Saturday, September 8, 2007

The evolutionarily superior mosquito

I have come to the conclusion that the mosquito is an evolutionarily superior being.

Superior to what? I’m not sure. But recently they have succeeded in making my life absolutely miserable.

“How are they superior?” you might ask. All they do is fly around, bite other creatures, suck their blood, and die. How sophisticated can they possibly be? All you need is a little deet, some screened in windows and doors and your interactions with them are almost non-existent.

While that might be the typical experience with them at home, that is certainly not my experience here in Senegal.

Have you ever really stopped to think about how powerful they are? I mean mosquitoes transmit the biggest killer of children in the world! They force us to develop new medicines, chemicals, and techniques to eradicate them and the diseases they bring. Sewage systems, DDT, screen doors, bug repellent, citronella candles, bug zappers, anti-itch creams, standing water removal, malaria prophylaxis, yellow fever vaccines… the list goes on.

I’m probably starting to sound a little crazy to most of you at home so let me explain why mosquitoes have recently become a top priority in my life.

Up north they are not anywhere near as bad as they are in other places, like down south, or even in Thies. But maybe that’s what makes these Northern mosquitoes more vicious, cunning, and brilliant? I don’t know. I do know however that because I sat outside at the transit house (on my way back from IST), for an hour in shorts with no bug repellent (stupid now I admit), I now have over 100 mosquito bites on my legs alone. 23 individual bites just on my left hand, and the list goes on. I truly look like a leper. I even took a picture of my legs and have posted it for your enjoyment/sympathy.

Maybe I am evolutionarily inferior. I mean, other volunteers did the same thing and only suffered a few very mild bites on their ankles. Why me? Granted I know that mosquitoes “like” me or whatever, and I made the poor decision to risk being outside without protection, but a month ago it would not have been a problem.

I think that I’ve been lured into a false sense of security living in the desert. I left for IST thinking, eh, there really aren’t a lot of mosquitoes up here. But after a month of rains and flooding it is like a totally different country. All of the sand is covered with bright green grass, the trees have leaves, and subsequently, the mosquitoes are out in full force.

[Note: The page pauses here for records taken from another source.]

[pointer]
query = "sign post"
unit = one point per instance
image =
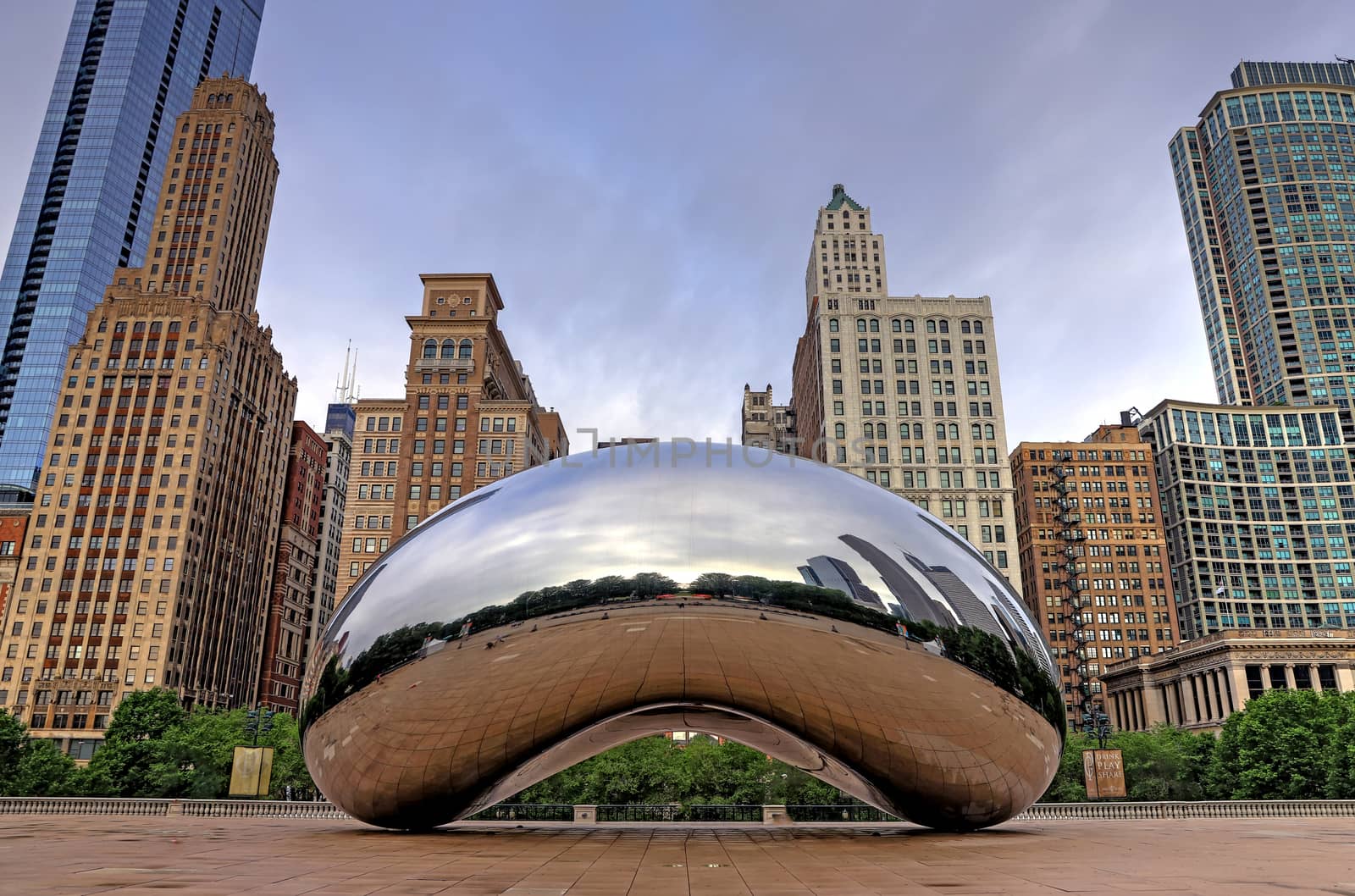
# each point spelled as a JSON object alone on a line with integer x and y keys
{"x": 251, "y": 773}
{"x": 1103, "y": 772}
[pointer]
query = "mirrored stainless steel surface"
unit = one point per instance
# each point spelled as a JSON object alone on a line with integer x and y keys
{"x": 650, "y": 587}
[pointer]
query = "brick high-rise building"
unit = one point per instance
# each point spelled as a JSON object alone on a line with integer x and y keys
{"x": 1264, "y": 187}
{"x": 151, "y": 552}
{"x": 338, "y": 437}
{"x": 903, "y": 390}
{"x": 126, "y": 72}
{"x": 288, "y": 629}
{"x": 469, "y": 417}
{"x": 1092, "y": 553}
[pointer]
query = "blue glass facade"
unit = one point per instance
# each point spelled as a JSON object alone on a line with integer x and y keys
{"x": 126, "y": 72}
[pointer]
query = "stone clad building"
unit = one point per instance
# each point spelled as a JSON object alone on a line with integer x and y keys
{"x": 286, "y": 632}
{"x": 151, "y": 550}
{"x": 903, "y": 390}
{"x": 1203, "y": 682}
{"x": 469, "y": 418}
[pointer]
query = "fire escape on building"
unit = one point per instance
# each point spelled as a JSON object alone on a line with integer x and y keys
{"x": 1088, "y": 713}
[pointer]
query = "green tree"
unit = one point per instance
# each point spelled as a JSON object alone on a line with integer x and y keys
{"x": 1274, "y": 749}
{"x": 14, "y": 735}
{"x": 715, "y": 584}
{"x": 289, "y": 765}
{"x": 133, "y": 760}
{"x": 725, "y": 773}
{"x": 45, "y": 772}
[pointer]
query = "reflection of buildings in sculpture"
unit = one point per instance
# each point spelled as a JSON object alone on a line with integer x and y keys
{"x": 912, "y": 598}
{"x": 831, "y": 572}
{"x": 1018, "y": 631}
{"x": 968, "y": 605}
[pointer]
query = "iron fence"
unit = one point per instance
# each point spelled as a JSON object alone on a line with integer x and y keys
{"x": 526, "y": 812}
{"x": 850, "y": 812}
{"x": 640, "y": 812}
{"x": 732, "y": 814}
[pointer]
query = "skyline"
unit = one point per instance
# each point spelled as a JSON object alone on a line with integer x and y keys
{"x": 704, "y": 207}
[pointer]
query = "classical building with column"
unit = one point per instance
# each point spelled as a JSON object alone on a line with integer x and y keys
{"x": 1203, "y": 682}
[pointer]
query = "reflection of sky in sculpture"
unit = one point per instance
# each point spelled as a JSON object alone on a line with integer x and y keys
{"x": 586, "y": 517}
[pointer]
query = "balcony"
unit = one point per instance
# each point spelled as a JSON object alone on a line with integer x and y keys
{"x": 445, "y": 363}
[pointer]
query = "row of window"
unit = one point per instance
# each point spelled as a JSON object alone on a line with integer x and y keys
{"x": 908, "y": 325}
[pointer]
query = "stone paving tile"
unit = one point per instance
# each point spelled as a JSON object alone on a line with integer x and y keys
{"x": 69, "y": 855}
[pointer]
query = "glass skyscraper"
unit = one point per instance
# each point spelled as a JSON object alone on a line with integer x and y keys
{"x": 126, "y": 72}
{"x": 1264, "y": 185}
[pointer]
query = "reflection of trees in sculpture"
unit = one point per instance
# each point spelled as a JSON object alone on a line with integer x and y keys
{"x": 1004, "y": 663}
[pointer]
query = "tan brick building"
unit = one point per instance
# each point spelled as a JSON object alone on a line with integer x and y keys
{"x": 766, "y": 424}
{"x": 151, "y": 550}
{"x": 1092, "y": 553}
{"x": 903, "y": 390}
{"x": 469, "y": 418}
{"x": 296, "y": 566}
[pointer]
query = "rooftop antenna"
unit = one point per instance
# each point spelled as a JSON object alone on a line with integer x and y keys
{"x": 346, "y": 383}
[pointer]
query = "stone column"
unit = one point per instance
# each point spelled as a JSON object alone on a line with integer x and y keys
{"x": 1237, "y": 678}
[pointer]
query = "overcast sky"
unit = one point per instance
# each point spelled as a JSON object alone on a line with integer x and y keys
{"x": 643, "y": 180}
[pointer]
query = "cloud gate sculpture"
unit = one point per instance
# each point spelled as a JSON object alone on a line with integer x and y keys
{"x": 600, "y": 598}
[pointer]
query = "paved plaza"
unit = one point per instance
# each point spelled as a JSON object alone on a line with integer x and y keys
{"x": 286, "y": 857}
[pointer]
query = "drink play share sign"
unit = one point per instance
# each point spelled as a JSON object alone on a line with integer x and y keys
{"x": 1103, "y": 770}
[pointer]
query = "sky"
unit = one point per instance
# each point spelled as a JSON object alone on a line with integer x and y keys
{"x": 643, "y": 182}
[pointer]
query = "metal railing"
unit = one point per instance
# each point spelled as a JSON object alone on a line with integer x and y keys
{"x": 1201, "y": 810}
{"x": 674, "y": 812}
{"x": 729, "y": 814}
{"x": 640, "y": 812}
{"x": 81, "y": 805}
{"x": 526, "y": 812}
{"x": 847, "y": 812}
{"x": 261, "y": 808}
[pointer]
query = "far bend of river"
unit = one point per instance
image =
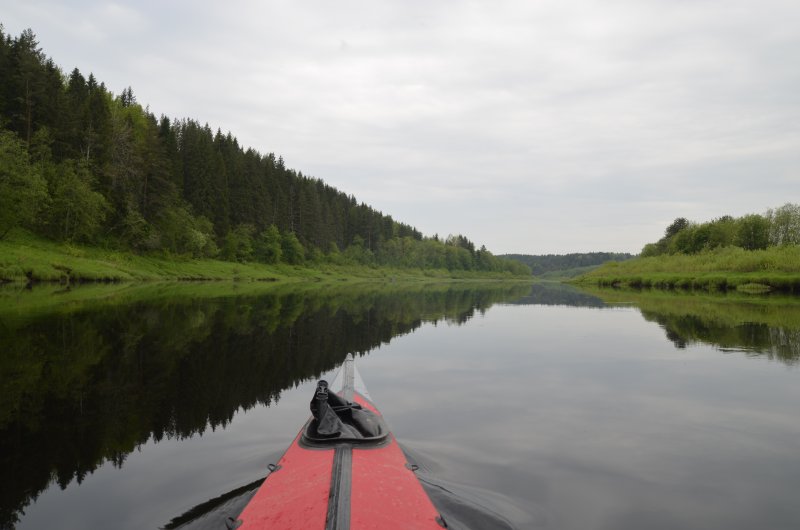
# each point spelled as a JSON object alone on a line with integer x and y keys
{"x": 127, "y": 407}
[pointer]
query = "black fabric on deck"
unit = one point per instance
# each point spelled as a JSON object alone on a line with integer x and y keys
{"x": 336, "y": 420}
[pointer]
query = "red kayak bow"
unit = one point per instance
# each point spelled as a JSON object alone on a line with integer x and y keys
{"x": 344, "y": 470}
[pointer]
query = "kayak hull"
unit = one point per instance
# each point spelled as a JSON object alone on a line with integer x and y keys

Another example. Last night I set up my bed after dark. This is something I try to avoid because the mosquitoes are attracted to my headlamp and find their way into the net as I’m tying it up. After nodding off for a few hours, I awoke to that horrible whining sound they make as they dive-bomb your ears and face looking for an uncovered place to bite. Thinking that there were just a few stragglers and that I could easily get rid of them, I turned on my headlamp and began the dance. I managed to kill 4 or 5, staining the net and my hands with (what I assume was) my blood. Just to make sure I had gotten all of them I took a quick scan around the net to make sure. Nope. No chance. There were at least 6 just hanging out on the other side of the net…on the INSIDE of it mind you. I don’t get it? How did 10 or 12 of them get INTO my net? There are NO holes, the thing is permethrin treated! Shouldn’t it kill them off? Or repel them at least?

I’ve watched them around nets before. They will land on them and hop from spot to spot looking for an opening. And when you have to slip out to use the “facilities” you better watch out. That’s when then dive right in. And of course when you are actually sleeping you have to make sure that no part of your body is touching the net because that’s when they bite you right through the damn thing.

And they hide out in the places where you’re forced to be still and wait for their bites…aka. the “loo.” Middle of the night, usually with a lamp (which of course attracts them) maybe some standing water (so they’ve been breeding), and obviously, the 20 or so seconds of idle time as you do your business. That is when they attack. Needless to say most volunteers have complained about bites on their bums at one point or another. Not fun.

The thing about them in Senegal is that whereas at home you can usually tell when a mosquito is biting you, here that is just not the case at all. You can’t even FEEL them when they land on you let alone when they’re sucking your blood. The bites are smaller and more similar to fleabites, but if you START scratching…forget it. You might as well carve off your top layer of skin with your leatherman. You’re probably better off.

And that rule about dawn and dusk. Absolute rubbish. I see them and am bitten at all times of the day. They hide out in the shadows, in the shade, where of course WE are all hiding out as well because it’s still sweltering.

It is miraculous that I do not have malaria. After all, it only takes one bite right? Good thing I’m a PCV and have free access to anti-malarials at all times right?

So there you have it.

Senegalese mosquitoes: 123+
Caitlin: 0

You tell me who is the inferior species.
The jury is still out.

2 comments:

Anonymous said...

Sounds like you could use a Refrigerated Bio Hazard suite I will check ebay

EllenJulia said...

I grew up in a swamp, so I kinda feel your pain, but it sounds sooo much worse. Good luck, don't scratch! I'm glad you have medicine standing by.